Herb Ritts Exhibit at the J. Paul Getty Museum
- August 27, 2012
- Shane Hurlbut, ASC
From 1991-1996, I had the unique opportunity to work with one of the most talented still photographers of the 20th Century. When I met Herb Ritts, it was as a gaffer. Joseph Yacoe was one of my clients and a mentor. He got the call to do a Levi Loose Jeans ad in Morocco directed by Herb Ritts. I was asked to organize the lighting for the intense shooting schedule in eight different cities. During this campaign, Herb and I really hit it off. This friendship quickly turned into helping him light all of his still work.
Not only was Herb a great artist, he was also an amazing human being. I learned so much from him in terms of how he talked to the talent and how his demeanor quickly put them at ease. He was so good at relating to others.
When I came on board as Herb’s regular lighting director on still shoots, I quickly understood what made him different. Herb was into hot lights. This terminology is big in the still world. It means lights that do not flash and create heat. Herb hated strobes. He loved looking through the viewfinder and seeing the light. He was able to orient a model’s face perfectly by being able to see the light, instead of taking a shot, then looking at it. He wanted to stay liquid. “Herb Liquid” was what we called it in the moment.
Traveling all over the world with Herb was absolutely incredible. Some of my best jobs to date have been with him. He inspired me to light, to look at a woman’s face and see which is the best side to light. I was blown away with how he would position his light, his HARD LIGHT. It became my mission to know where and when to position the light and from which side was best. Soon Herb did not have to say anything. We became so in sync as artists that he would show up, look at what I had set up and head back to make-up and hair.

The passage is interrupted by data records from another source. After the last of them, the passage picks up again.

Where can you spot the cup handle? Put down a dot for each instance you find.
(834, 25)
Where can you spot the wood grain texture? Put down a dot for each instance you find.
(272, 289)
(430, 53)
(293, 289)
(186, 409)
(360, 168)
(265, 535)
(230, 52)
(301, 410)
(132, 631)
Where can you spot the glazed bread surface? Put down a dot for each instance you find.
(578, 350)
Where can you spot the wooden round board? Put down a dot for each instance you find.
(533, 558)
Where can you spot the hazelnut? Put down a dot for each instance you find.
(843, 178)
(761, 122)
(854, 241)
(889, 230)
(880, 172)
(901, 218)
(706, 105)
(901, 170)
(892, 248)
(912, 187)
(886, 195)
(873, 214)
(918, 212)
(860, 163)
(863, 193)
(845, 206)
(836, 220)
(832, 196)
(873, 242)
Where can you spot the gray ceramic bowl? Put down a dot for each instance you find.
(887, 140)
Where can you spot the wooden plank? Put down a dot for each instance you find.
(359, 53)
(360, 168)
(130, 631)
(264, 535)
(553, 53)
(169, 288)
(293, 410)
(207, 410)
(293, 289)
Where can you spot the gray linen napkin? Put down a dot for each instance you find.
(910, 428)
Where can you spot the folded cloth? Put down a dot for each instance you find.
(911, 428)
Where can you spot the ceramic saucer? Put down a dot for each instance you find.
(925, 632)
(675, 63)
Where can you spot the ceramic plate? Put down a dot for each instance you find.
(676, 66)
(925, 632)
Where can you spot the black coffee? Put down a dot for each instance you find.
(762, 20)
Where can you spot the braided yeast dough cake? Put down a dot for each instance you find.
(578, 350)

“Heading Inside the Arctic Circle”
One of the last times that Herb and I worked together was in Sweden. We were sent about 150 miles inside the Arctic Circle to shoot an Absolute Vodka campaign with Vogue and Versace. Our two models were Naomi Campbell and Kate Moss. We had all become good friends over the years and were shooting at the famous Ice Hotel. It was an insane job in every way – the art, the sets, the conditions and the beauty.
Here are four shots from this amazing shoot in 1996. We only had four hours of twilight and no daylight. The sun never rose above the horizon. For the first shot, we had the luck of a snow storm that whipped up right at the perfect moment.

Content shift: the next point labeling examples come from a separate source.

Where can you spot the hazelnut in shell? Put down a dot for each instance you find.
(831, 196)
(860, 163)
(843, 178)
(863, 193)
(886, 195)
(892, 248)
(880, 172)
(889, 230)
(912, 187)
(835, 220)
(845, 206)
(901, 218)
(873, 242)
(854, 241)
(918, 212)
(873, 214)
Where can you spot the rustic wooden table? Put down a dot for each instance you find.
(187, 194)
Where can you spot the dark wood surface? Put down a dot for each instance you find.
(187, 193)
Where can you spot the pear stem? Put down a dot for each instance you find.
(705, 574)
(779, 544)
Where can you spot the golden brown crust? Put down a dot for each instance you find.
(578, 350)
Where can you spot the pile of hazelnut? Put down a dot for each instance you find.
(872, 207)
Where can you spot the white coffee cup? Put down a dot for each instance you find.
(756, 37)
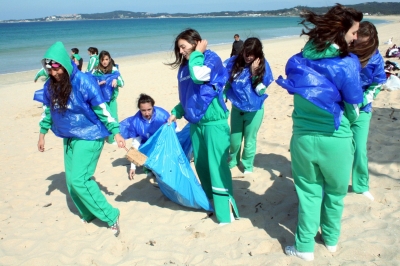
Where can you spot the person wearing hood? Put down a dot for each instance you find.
(201, 79)
(249, 77)
(325, 81)
(373, 76)
(143, 124)
(75, 111)
(93, 60)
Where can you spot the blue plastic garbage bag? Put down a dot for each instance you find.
(185, 141)
(175, 177)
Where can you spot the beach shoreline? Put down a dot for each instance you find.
(39, 224)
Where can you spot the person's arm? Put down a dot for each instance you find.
(135, 144)
(41, 72)
(199, 72)
(45, 124)
(103, 113)
(370, 94)
(90, 66)
(351, 112)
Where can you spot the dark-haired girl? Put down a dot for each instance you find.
(324, 79)
(201, 78)
(372, 77)
(249, 77)
(110, 80)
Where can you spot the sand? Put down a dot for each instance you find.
(39, 224)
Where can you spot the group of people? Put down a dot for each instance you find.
(333, 79)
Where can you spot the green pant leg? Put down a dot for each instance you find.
(360, 175)
(200, 158)
(309, 185)
(114, 113)
(252, 123)
(336, 171)
(83, 211)
(85, 155)
(217, 140)
(237, 128)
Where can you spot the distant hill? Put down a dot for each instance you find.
(371, 8)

I encourage all of you to attend Herb’s expose, which is at the Getty in LA until September 2nd. This is the last week. The exhibition also offers a screening room featuring Herb’s videos and commercial work as a director, as well as a documentary that I was privileged to be part of (embedded below). Herb changed the way I looked at light; he shaped me as a cinematographer, as an artist. I will always miss him.